In fact, the economy has been in a state of rip-roaring 'expansion’ -- the strongest in 20 years -- yet the media persists in painting a dreary picture.
...
"I don't know how much is agenda and how much is ignorance or just lemming-type journalism," said Comerica Bank Chief Economist David Littmann, who's tracked the economy for 40 years. "We're in a mini-boom, and to characterize it as a recovery is to diminish it."
This isn't nitpicking, mind you. The media is a powerful influence on how we view ourselves, and refusing to come around to substituting one word for another is depressing the national mood.
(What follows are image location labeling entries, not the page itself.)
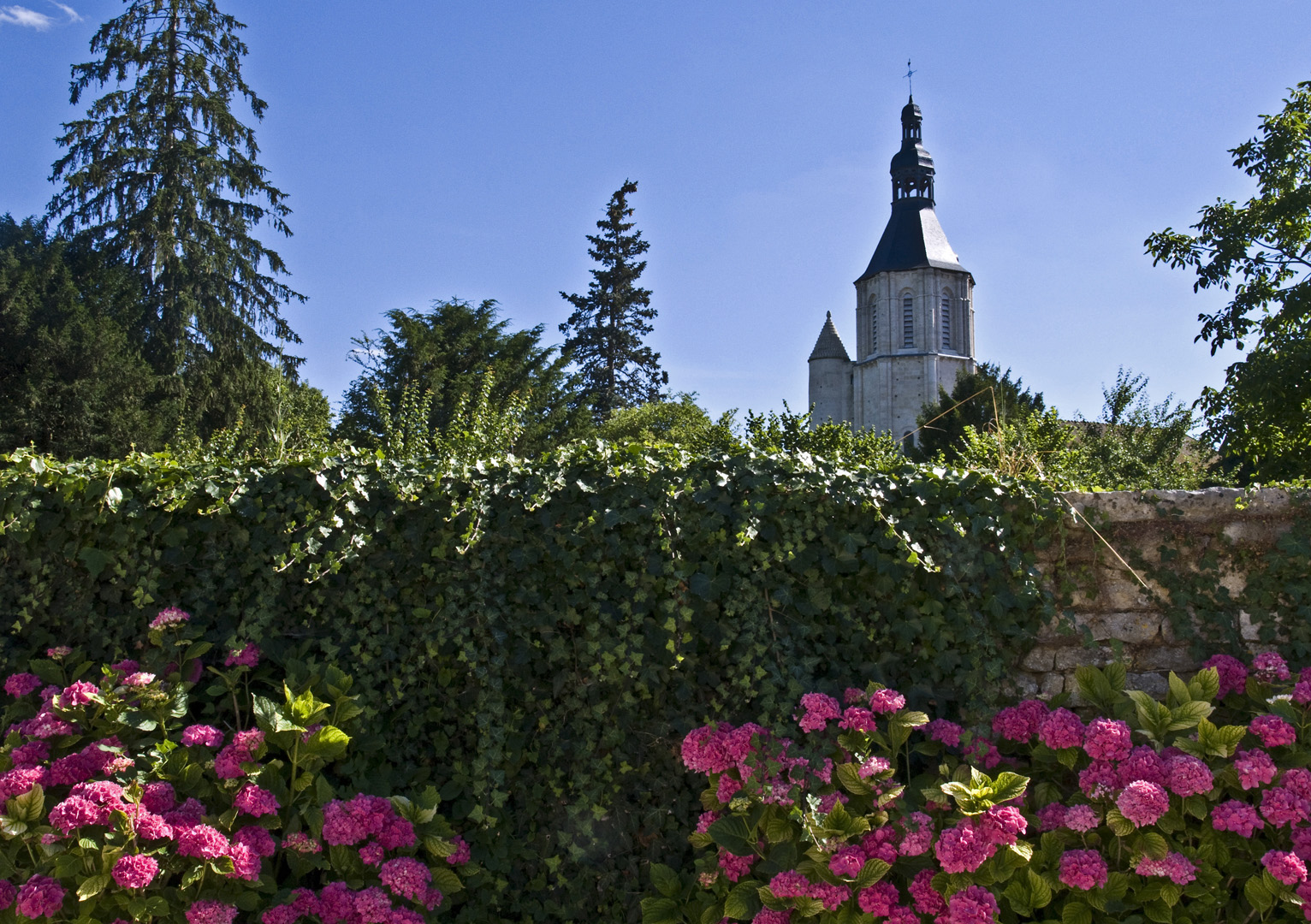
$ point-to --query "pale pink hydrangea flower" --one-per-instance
(1255, 768)
(1288, 868)
(1083, 869)
(1232, 672)
(1237, 817)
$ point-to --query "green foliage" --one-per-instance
(73, 377)
(163, 176)
(1259, 252)
(534, 638)
(448, 354)
(608, 325)
(682, 423)
(981, 400)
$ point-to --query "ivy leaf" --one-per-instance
(665, 880)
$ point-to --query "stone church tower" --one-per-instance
(914, 312)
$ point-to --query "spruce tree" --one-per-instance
(162, 175)
(606, 329)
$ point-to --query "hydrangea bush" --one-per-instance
(120, 805)
(1124, 808)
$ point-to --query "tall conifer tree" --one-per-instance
(163, 176)
(606, 329)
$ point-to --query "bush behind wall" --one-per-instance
(537, 637)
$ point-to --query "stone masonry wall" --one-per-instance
(1113, 604)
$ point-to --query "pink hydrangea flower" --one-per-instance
(211, 912)
(944, 732)
(1232, 672)
(887, 700)
(1237, 817)
(1106, 739)
(41, 897)
(879, 899)
(167, 618)
(1283, 806)
(928, 901)
(818, 708)
(1143, 803)
(1178, 868)
(246, 655)
(847, 862)
(1082, 818)
(1185, 775)
(1083, 869)
(973, 904)
(1288, 868)
(1255, 768)
(254, 801)
(1273, 731)
(21, 684)
(135, 870)
(1269, 667)
(202, 842)
(205, 736)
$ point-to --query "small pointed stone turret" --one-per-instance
(830, 377)
(828, 345)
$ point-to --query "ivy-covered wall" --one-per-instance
(537, 638)
(1162, 579)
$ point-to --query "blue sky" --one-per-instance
(436, 148)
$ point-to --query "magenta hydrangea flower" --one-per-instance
(1108, 739)
(1185, 775)
(246, 655)
(1255, 768)
(1083, 869)
(211, 912)
(1273, 731)
(135, 870)
(1061, 729)
(1232, 672)
(1143, 803)
(887, 700)
(1283, 806)
(202, 842)
(1237, 817)
(879, 899)
(21, 684)
(973, 904)
(944, 732)
(1178, 868)
(254, 801)
(1082, 818)
(1269, 667)
(1288, 868)
(818, 708)
(41, 897)
(204, 736)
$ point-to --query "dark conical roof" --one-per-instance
(828, 345)
(913, 238)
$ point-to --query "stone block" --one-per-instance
(1069, 658)
(1151, 683)
(1166, 658)
(1041, 658)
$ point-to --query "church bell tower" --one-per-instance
(914, 311)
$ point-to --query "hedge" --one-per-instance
(535, 638)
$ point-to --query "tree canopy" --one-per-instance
(1261, 419)
(608, 327)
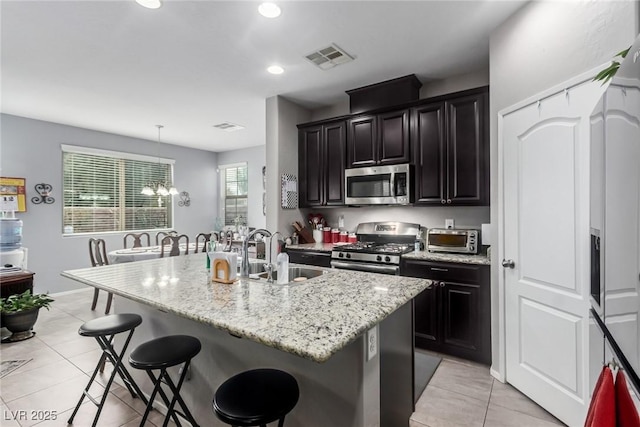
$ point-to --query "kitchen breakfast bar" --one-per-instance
(347, 337)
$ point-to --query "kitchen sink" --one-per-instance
(296, 274)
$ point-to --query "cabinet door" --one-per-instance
(467, 150)
(393, 134)
(425, 316)
(429, 153)
(310, 166)
(335, 139)
(361, 141)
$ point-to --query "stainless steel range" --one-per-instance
(379, 247)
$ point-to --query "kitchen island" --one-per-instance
(346, 336)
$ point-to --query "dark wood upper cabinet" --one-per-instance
(451, 148)
(321, 163)
(381, 139)
(393, 143)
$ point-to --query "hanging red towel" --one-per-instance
(602, 410)
(626, 412)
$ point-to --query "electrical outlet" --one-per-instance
(372, 343)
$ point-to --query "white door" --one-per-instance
(545, 187)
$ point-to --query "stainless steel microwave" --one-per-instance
(378, 185)
(452, 241)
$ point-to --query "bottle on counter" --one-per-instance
(282, 267)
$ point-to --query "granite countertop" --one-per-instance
(313, 319)
(481, 259)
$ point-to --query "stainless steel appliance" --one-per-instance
(615, 225)
(379, 247)
(378, 185)
(462, 241)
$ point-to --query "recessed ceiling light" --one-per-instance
(275, 69)
(269, 10)
(149, 4)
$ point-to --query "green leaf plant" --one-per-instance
(24, 301)
(608, 73)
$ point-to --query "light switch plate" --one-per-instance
(372, 342)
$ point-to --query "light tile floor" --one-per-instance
(460, 393)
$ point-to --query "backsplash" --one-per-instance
(429, 216)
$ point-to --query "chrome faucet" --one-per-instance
(244, 266)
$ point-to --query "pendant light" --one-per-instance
(159, 187)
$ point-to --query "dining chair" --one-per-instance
(205, 238)
(162, 234)
(173, 245)
(137, 239)
(98, 256)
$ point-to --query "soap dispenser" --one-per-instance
(282, 265)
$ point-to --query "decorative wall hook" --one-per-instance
(184, 199)
(44, 191)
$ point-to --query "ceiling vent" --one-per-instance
(228, 127)
(329, 57)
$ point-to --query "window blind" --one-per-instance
(236, 190)
(101, 193)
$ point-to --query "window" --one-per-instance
(235, 189)
(101, 191)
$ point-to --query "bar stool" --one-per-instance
(104, 329)
(256, 397)
(160, 354)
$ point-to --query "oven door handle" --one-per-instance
(393, 184)
(370, 268)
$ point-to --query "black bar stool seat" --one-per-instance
(256, 397)
(160, 354)
(104, 329)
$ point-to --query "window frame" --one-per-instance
(223, 191)
(119, 155)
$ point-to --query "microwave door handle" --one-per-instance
(393, 184)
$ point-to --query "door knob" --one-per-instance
(508, 263)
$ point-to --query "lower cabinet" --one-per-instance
(453, 316)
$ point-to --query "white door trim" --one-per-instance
(499, 371)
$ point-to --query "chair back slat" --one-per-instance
(204, 238)
(137, 239)
(173, 245)
(98, 252)
(162, 234)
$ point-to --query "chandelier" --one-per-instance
(160, 188)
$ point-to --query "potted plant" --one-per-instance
(18, 313)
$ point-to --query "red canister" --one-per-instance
(326, 235)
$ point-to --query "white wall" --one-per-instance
(282, 157)
(256, 159)
(31, 149)
(540, 46)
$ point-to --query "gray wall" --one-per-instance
(256, 159)
(31, 149)
(540, 46)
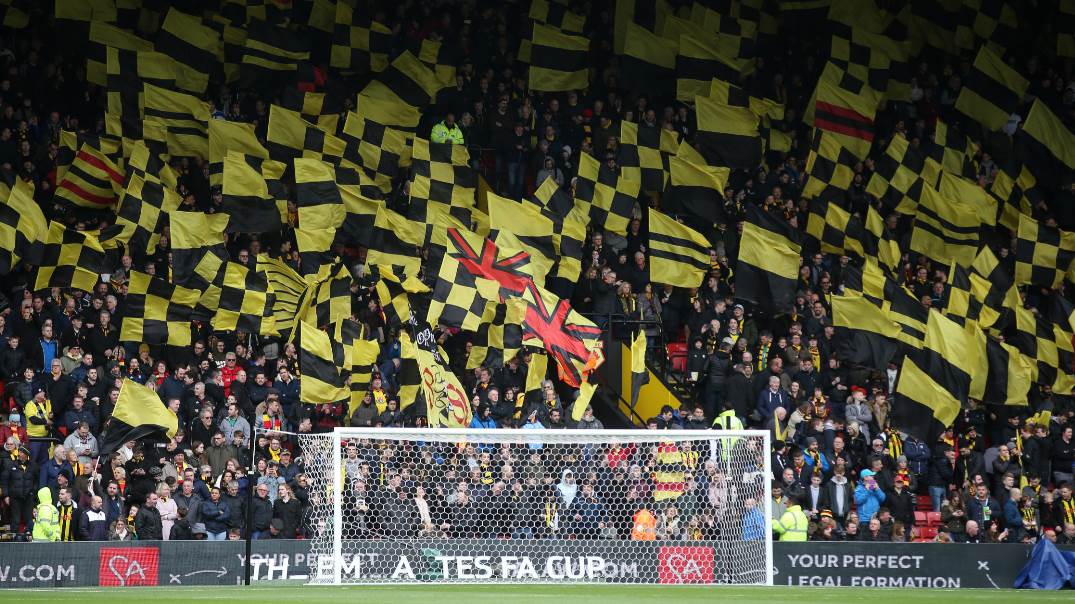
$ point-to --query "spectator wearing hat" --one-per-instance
(39, 416)
(17, 479)
(147, 523)
(868, 495)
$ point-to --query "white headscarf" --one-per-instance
(567, 491)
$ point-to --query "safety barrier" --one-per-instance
(195, 562)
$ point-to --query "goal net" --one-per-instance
(401, 505)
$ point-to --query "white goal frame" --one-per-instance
(530, 436)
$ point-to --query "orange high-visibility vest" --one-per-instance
(645, 526)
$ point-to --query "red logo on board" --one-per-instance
(127, 566)
(685, 564)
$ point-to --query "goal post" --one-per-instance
(463, 505)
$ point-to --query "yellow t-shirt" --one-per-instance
(42, 411)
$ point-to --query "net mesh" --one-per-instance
(539, 505)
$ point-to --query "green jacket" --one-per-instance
(442, 133)
(792, 526)
(46, 526)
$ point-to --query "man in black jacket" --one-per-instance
(717, 370)
(901, 504)
(94, 521)
(237, 506)
(17, 479)
(262, 513)
(147, 525)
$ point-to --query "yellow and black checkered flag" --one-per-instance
(71, 259)
(375, 147)
(101, 38)
(1016, 195)
(328, 297)
(243, 301)
(678, 255)
(178, 120)
(198, 248)
(288, 289)
(396, 241)
(608, 196)
(900, 173)
(395, 291)
(499, 336)
(320, 211)
(993, 286)
(253, 195)
(558, 60)
(769, 261)
(945, 229)
(992, 91)
(406, 81)
(290, 137)
(557, 14)
(830, 168)
(158, 312)
(727, 134)
(459, 297)
(1043, 253)
(270, 48)
(315, 108)
(698, 60)
(226, 137)
(320, 364)
(189, 40)
(644, 153)
(442, 175)
(359, 43)
(148, 198)
(23, 227)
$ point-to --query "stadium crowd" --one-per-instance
(999, 474)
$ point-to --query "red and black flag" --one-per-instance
(572, 340)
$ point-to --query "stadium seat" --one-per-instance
(677, 356)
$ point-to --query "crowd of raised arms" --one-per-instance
(998, 473)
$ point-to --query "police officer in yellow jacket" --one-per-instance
(792, 525)
(447, 131)
(46, 521)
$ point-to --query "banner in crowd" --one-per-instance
(191, 562)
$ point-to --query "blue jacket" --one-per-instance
(768, 401)
(868, 502)
(215, 516)
(918, 456)
(591, 511)
(489, 423)
(825, 462)
(976, 511)
(51, 470)
(288, 393)
(754, 525)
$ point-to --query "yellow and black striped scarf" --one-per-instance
(67, 521)
(893, 443)
(1068, 509)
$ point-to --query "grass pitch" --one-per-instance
(500, 594)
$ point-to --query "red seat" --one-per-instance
(677, 356)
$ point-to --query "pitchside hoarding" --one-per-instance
(847, 564)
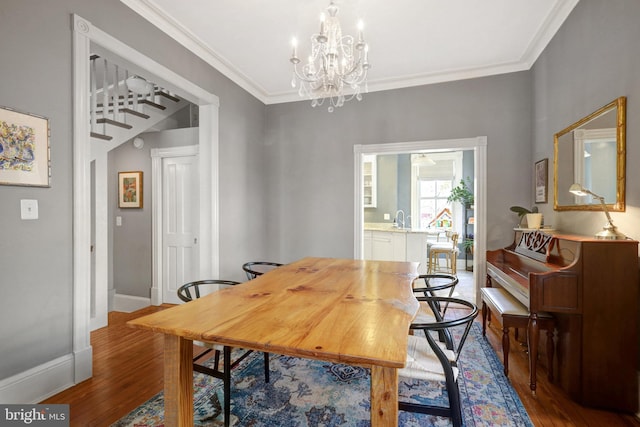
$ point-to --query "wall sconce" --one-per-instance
(609, 231)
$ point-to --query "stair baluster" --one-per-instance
(94, 97)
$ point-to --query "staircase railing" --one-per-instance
(113, 101)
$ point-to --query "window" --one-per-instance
(432, 201)
(433, 177)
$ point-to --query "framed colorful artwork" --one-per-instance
(540, 179)
(130, 189)
(24, 149)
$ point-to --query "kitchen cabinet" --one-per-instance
(369, 181)
(387, 246)
(396, 245)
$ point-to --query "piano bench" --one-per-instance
(513, 314)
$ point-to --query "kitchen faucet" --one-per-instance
(399, 224)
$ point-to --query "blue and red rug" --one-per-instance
(305, 392)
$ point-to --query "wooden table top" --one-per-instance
(341, 310)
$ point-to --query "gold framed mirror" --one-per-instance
(592, 153)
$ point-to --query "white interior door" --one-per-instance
(180, 224)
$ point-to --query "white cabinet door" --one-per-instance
(417, 250)
(381, 246)
(366, 243)
(399, 243)
(387, 246)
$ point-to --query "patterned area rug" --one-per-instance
(305, 392)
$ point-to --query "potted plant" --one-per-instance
(467, 244)
(462, 193)
(534, 219)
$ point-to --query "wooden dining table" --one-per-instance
(355, 312)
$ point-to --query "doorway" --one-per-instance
(477, 144)
(84, 35)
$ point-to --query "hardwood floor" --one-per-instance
(128, 371)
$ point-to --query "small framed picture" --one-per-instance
(24, 149)
(540, 178)
(130, 189)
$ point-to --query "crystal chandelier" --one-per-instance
(336, 63)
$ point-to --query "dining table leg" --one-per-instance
(384, 396)
(178, 381)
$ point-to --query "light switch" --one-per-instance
(28, 209)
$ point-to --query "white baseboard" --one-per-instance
(38, 383)
(129, 303)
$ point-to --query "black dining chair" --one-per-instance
(429, 359)
(254, 269)
(197, 289)
(431, 285)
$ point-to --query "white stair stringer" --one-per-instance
(139, 124)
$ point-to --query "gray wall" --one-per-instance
(593, 59)
(36, 261)
(286, 171)
(311, 155)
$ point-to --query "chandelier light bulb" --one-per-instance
(336, 62)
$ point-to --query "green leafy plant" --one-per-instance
(462, 193)
(467, 244)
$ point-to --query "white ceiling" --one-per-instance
(412, 42)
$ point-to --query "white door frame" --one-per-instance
(84, 33)
(157, 155)
(478, 144)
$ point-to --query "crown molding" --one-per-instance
(158, 17)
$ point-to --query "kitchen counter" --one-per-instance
(385, 226)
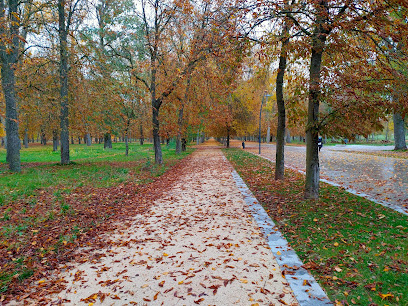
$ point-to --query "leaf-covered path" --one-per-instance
(197, 245)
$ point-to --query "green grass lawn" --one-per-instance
(91, 165)
(356, 249)
(47, 207)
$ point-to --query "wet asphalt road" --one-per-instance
(384, 179)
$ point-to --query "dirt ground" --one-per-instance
(198, 244)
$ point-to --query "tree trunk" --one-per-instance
(63, 34)
(312, 129)
(399, 132)
(280, 133)
(228, 136)
(156, 136)
(179, 129)
(54, 141)
(26, 140)
(288, 138)
(183, 144)
(127, 144)
(141, 134)
(107, 141)
(88, 139)
(9, 58)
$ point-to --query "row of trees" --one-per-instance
(100, 67)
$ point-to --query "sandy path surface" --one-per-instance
(197, 245)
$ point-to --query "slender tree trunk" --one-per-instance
(107, 141)
(126, 143)
(9, 57)
(26, 140)
(88, 139)
(228, 136)
(312, 129)
(141, 135)
(280, 133)
(54, 141)
(63, 34)
(288, 138)
(399, 132)
(156, 136)
(179, 129)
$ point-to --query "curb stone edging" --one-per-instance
(305, 288)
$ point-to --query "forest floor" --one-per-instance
(374, 171)
(355, 248)
(195, 243)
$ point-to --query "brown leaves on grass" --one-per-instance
(55, 228)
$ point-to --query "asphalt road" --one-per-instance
(384, 179)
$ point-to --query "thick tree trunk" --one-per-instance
(399, 132)
(63, 34)
(107, 141)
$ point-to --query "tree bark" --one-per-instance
(26, 140)
(9, 58)
(399, 132)
(54, 141)
(107, 141)
(141, 140)
(63, 34)
(280, 133)
(228, 136)
(156, 136)
(312, 129)
(88, 139)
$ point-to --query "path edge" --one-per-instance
(350, 190)
(305, 288)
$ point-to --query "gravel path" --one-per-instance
(197, 245)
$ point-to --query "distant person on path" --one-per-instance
(320, 143)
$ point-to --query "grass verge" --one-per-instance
(356, 249)
(48, 211)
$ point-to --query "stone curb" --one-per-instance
(305, 288)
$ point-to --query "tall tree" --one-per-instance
(9, 56)
(66, 12)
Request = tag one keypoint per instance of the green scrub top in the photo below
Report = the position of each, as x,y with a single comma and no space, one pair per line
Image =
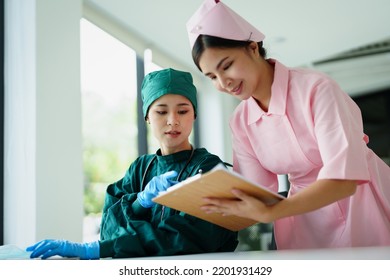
129,230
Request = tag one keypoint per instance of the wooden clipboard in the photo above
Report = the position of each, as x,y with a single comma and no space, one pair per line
187,196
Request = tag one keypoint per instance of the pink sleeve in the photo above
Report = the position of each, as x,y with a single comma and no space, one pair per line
339,132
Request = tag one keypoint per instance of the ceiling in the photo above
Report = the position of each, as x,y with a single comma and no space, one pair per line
347,39
297,32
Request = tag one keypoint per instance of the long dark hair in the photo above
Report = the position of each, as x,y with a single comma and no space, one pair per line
206,41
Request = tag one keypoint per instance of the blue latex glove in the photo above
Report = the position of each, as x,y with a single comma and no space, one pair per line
50,247
156,185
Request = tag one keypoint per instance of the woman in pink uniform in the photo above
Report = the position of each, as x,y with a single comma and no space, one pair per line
297,122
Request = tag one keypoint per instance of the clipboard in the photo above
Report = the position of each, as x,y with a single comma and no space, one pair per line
187,196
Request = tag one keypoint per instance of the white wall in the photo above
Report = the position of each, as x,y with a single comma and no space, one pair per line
215,111
43,142
43,150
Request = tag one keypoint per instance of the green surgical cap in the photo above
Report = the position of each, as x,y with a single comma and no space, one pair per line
167,81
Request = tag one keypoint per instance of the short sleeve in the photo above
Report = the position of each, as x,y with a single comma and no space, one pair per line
339,132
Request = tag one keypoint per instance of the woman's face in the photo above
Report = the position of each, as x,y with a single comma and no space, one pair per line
171,118
240,72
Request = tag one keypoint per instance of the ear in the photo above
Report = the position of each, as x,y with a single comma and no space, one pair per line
254,48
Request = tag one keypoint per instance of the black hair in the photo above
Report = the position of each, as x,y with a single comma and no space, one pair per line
206,41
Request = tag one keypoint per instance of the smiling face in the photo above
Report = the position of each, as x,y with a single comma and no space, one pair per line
171,118
240,72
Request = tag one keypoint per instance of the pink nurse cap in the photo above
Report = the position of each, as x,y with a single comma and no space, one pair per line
216,19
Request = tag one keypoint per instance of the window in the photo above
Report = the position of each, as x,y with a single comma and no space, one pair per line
109,117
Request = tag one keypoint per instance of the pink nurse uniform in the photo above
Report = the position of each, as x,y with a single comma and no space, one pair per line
313,130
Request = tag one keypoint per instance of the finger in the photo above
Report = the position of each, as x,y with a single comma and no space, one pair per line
50,253
43,249
36,245
170,174
240,194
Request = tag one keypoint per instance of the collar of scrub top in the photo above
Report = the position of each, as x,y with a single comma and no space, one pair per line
216,19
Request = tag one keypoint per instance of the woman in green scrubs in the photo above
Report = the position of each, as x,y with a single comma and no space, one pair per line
132,224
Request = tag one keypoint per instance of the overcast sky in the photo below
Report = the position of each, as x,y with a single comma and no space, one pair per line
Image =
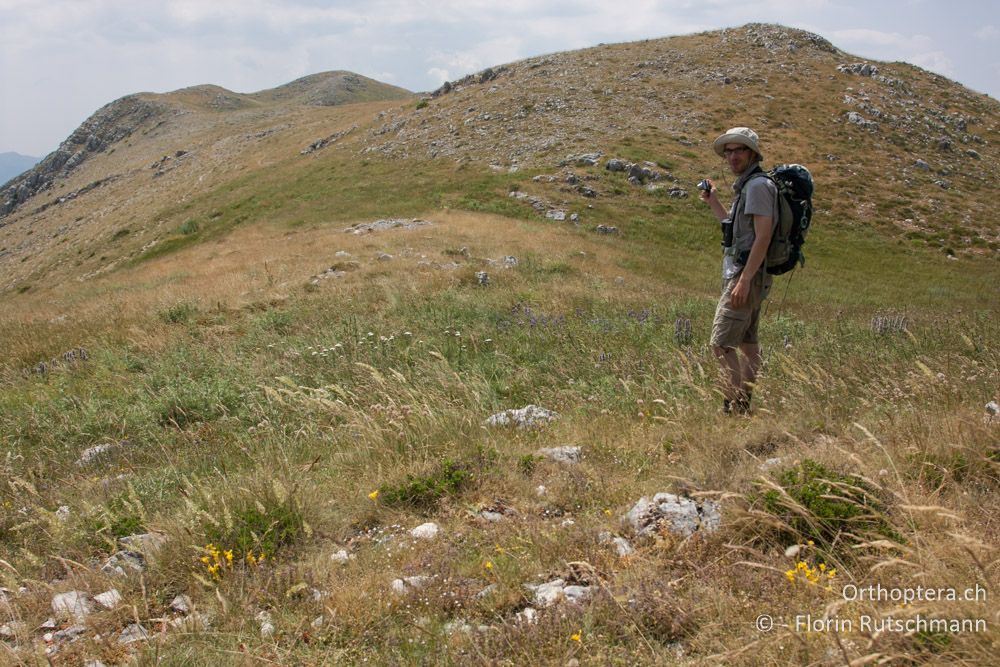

Think about it: An expansion implies strength and virility, while recovery suggests lingering weakness -- the stroke victim in therapy for paralysis, or the reformed alcoholic still at risk of falling off the wagon.
...
[T]ry these measures on for size:
* The nation's GDP grew 4.4 percent in the first quarter of 2004, capping its biggest 12-month gain since 1984. By most forecasts, GDP this year is expected to grow 4.7 percent -- the best calendar-year performance in two decades, surpassing even our longed-for 1999.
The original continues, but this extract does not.